If you want the math done right, ask a creative director: Traditional media is overpriced by 58%
According to Kathy Durham, VP of Marketing at HP, 40% of the media people consume today is online, yet advertisers spend only 5% of their money in the online space. Allow me to do a little math for you. This means 95% of media budgets are directed at 60% of media consumption. This means that advertisers are overpaying for traditional media by 58%. On the other side of that coin, it means they are underpaying for interactive media by 87%.

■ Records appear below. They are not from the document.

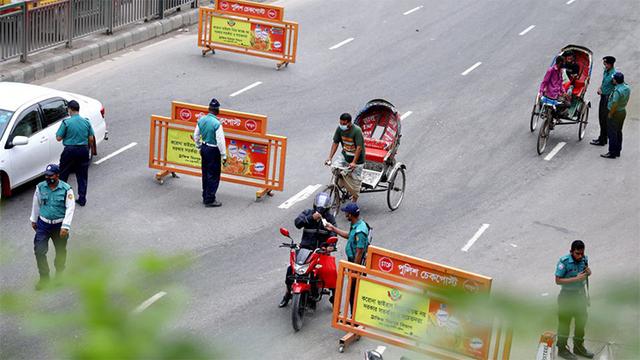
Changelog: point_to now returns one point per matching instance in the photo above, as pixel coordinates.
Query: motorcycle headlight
(301, 269)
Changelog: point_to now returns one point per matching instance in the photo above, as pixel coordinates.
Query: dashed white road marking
(527, 30)
(471, 68)
(413, 10)
(122, 149)
(142, 307)
(555, 150)
(341, 43)
(406, 115)
(246, 88)
(475, 237)
(303, 194)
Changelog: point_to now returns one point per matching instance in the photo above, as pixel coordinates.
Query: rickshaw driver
(352, 156)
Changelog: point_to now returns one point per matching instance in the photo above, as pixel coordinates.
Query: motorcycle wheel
(297, 311)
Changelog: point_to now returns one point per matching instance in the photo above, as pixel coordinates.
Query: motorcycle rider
(314, 233)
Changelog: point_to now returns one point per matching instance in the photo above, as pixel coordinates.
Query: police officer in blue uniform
(51, 215)
(76, 134)
(572, 272)
(209, 138)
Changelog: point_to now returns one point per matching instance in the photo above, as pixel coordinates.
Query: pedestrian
(51, 215)
(605, 89)
(572, 272)
(209, 138)
(76, 134)
(617, 106)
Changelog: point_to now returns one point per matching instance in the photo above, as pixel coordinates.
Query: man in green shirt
(617, 107)
(604, 91)
(352, 156)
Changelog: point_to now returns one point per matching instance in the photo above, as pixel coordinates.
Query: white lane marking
(142, 307)
(125, 148)
(475, 237)
(413, 10)
(341, 43)
(527, 30)
(303, 194)
(471, 68)
(246, 88)
(555, 150)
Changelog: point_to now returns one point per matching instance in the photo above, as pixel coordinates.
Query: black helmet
(322, 202)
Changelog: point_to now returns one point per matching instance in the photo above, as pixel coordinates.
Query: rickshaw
(380, 124)
(545, 109)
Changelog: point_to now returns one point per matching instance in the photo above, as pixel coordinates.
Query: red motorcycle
(314, 275)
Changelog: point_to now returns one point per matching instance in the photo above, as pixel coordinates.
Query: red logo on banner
(385, 264)
(185, 114)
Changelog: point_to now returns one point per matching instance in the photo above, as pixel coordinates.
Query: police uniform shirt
(210, 132)
(75, 131)
(53, 205)
(568, 268)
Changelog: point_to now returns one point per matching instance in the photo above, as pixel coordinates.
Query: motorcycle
(313, 273)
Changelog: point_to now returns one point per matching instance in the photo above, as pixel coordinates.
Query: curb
(57, 63)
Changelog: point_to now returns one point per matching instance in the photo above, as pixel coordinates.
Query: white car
(30, 115)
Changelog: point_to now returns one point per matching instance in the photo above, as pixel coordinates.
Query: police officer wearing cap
(617, 106)
(604, 91)
(572, 272)
(76, 134)
(51, 215)
(209, 138)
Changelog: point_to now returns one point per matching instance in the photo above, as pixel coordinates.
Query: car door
(53, 112)
(28, 161)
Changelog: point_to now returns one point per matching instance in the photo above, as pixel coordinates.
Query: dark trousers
(44, 232)
(76, 159)
(571, 305)
(614, 128)
(603, 113)
(210, 172)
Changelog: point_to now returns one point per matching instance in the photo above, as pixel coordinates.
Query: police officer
(313, 234)
(76, 134)
(617, 106)
(572, 272)
(51, 215)
(209, 138)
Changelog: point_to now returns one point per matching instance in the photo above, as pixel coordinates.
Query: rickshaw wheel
(396, 186)
(584, 120)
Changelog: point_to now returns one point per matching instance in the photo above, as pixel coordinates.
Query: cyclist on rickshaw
(352, 156)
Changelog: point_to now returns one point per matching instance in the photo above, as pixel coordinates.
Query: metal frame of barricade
(204, 37)
(158, 139)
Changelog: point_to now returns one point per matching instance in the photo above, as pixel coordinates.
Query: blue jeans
(44, 232)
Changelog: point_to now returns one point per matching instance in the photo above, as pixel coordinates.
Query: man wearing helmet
(314, 233)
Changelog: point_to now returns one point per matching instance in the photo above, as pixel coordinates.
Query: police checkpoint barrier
(254, 158)
(403, 301)
(249, 28)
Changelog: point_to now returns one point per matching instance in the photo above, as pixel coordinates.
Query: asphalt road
(470, 156)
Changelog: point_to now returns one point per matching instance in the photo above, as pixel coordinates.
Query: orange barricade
(254, 157)
(398, 299)
(248, 28)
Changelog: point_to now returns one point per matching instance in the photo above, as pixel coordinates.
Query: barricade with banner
(401, 300)
(254, 157)
(248, 28)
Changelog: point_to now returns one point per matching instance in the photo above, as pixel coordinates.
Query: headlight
(301, 269)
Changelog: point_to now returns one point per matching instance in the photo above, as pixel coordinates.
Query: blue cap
(351, 208)
(52, 169)
(618, 77)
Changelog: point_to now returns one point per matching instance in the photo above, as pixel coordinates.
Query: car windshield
(5, 116)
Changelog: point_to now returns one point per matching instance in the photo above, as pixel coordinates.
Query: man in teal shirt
(76, 134)
(604, 91)
(51, 215)
(572, 273)
(617, 107)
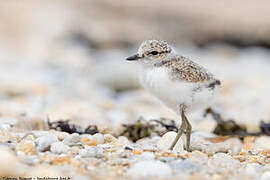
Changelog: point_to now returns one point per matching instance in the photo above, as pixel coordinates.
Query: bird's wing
(183, 69)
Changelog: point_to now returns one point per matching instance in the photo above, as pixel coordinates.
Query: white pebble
(108, 138)
(150, 168)
(166, 141)
(265, 176)
(99, 138)
(263, 143)
(43, 143)
(223, 162)
(72, 140)
(91, 151)
(59, 148)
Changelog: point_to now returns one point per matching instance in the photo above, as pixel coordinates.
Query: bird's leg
(179, 134)
(188, 130)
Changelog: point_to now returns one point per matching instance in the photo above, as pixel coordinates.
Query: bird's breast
(158, 82)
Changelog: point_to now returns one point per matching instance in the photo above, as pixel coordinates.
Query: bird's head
(151, 52)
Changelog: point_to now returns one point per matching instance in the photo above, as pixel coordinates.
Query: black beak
(133, 58)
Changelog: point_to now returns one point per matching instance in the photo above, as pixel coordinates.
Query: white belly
(173, 93)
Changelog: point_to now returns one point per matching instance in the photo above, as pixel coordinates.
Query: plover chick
(178, 82)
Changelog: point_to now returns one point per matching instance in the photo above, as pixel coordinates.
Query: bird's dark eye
(154, 52)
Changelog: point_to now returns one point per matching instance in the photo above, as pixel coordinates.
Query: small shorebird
(178, 82)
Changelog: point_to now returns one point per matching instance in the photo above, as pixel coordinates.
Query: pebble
(62, 135)
(43, 143)
(223, 162)
(9, 164)
(147, 156)
(59, 148)
(265, 176)
(167, 139)
(99, 138)
(263, 143)
(91, 151)
(123, 140)
(185, 166)
(108, 138)
(72, 140)
(27, 147)
(198, 140)
(146, 168)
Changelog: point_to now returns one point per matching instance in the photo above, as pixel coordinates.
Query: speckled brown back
(183, 69)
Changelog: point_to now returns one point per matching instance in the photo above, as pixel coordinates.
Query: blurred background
(66, 59)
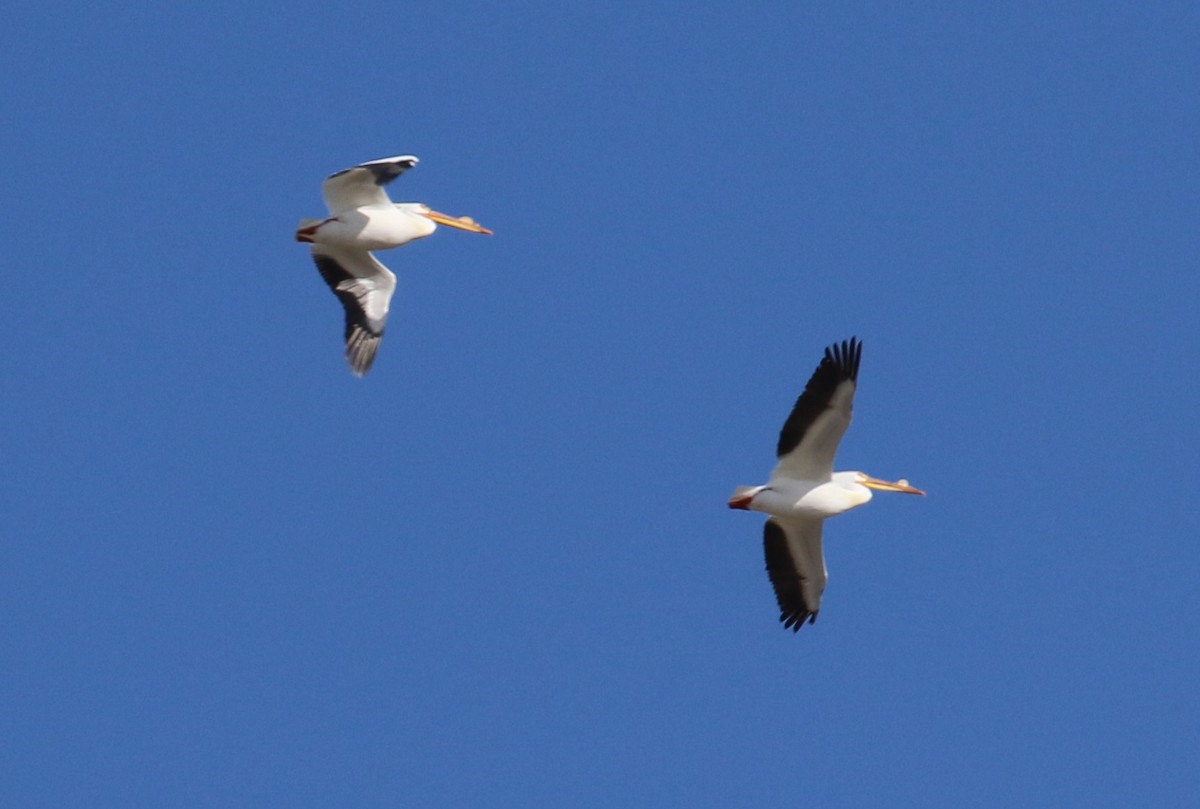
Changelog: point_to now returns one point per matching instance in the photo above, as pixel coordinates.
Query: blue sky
(499, 571)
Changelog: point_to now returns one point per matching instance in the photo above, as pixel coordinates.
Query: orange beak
(888, 486)
(461, 222)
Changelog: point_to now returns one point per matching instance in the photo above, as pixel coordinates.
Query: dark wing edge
(363, 333)
(786, 577)
(384, 171)
(839, 364)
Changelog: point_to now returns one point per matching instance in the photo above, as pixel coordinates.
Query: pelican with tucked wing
(361, 219)
(804, 490)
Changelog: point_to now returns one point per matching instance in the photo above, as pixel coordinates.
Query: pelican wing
(796, 565)
(363, 185)
(365, 288)
(820, 417)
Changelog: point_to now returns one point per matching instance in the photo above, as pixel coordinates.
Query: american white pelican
(361, 219)
(804, 490)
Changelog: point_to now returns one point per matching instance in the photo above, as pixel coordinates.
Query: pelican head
(461, 222)
(864, 479)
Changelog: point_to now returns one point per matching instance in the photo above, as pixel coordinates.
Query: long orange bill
(888, 486)
(461, 222)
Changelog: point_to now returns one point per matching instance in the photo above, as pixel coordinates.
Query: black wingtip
(845, 358)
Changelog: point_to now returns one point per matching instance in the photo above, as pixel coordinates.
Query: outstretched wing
(820, 417)
(365, 288)
(796, 565)
(363, 185)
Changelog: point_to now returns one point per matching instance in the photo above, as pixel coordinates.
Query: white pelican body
(361, 220)
(804, 490)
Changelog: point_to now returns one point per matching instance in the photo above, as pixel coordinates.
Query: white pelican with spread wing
(363, 219)
(804, 490)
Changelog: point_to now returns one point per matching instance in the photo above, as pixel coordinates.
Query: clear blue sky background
(499, 570)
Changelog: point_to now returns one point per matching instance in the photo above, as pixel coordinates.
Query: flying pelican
(804, 490)
(361, 219)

Now, the mossbacks will immediately come that advertisers know what they’re going to get for their investments in traditional media, whereas they’re unsure what they’ll get for their investments in the interactive space. Set aside for the moment that we know with some certainty that 21st-century consumers are more likely to believe a recommendation for a product they receive from a friend or independent third party online than they are to believe pitch that comes uninvited through their TV set. Just because something is easy to measure doesn’t make it the right thing to do. Advertisers and agencies alike have been slow to take the steps that are necessary to build compelling mathematical models capable of breaking out ROI by individual media. Make no mistake, not only is this possible, some of the better brands in America already do it and do it well. The math required is complex, but very doable.
The math about how much advertisers are overpaying for traditional media, however, isn’t complex at all. A child could do it. Why do the numbers seem not to bother anyone?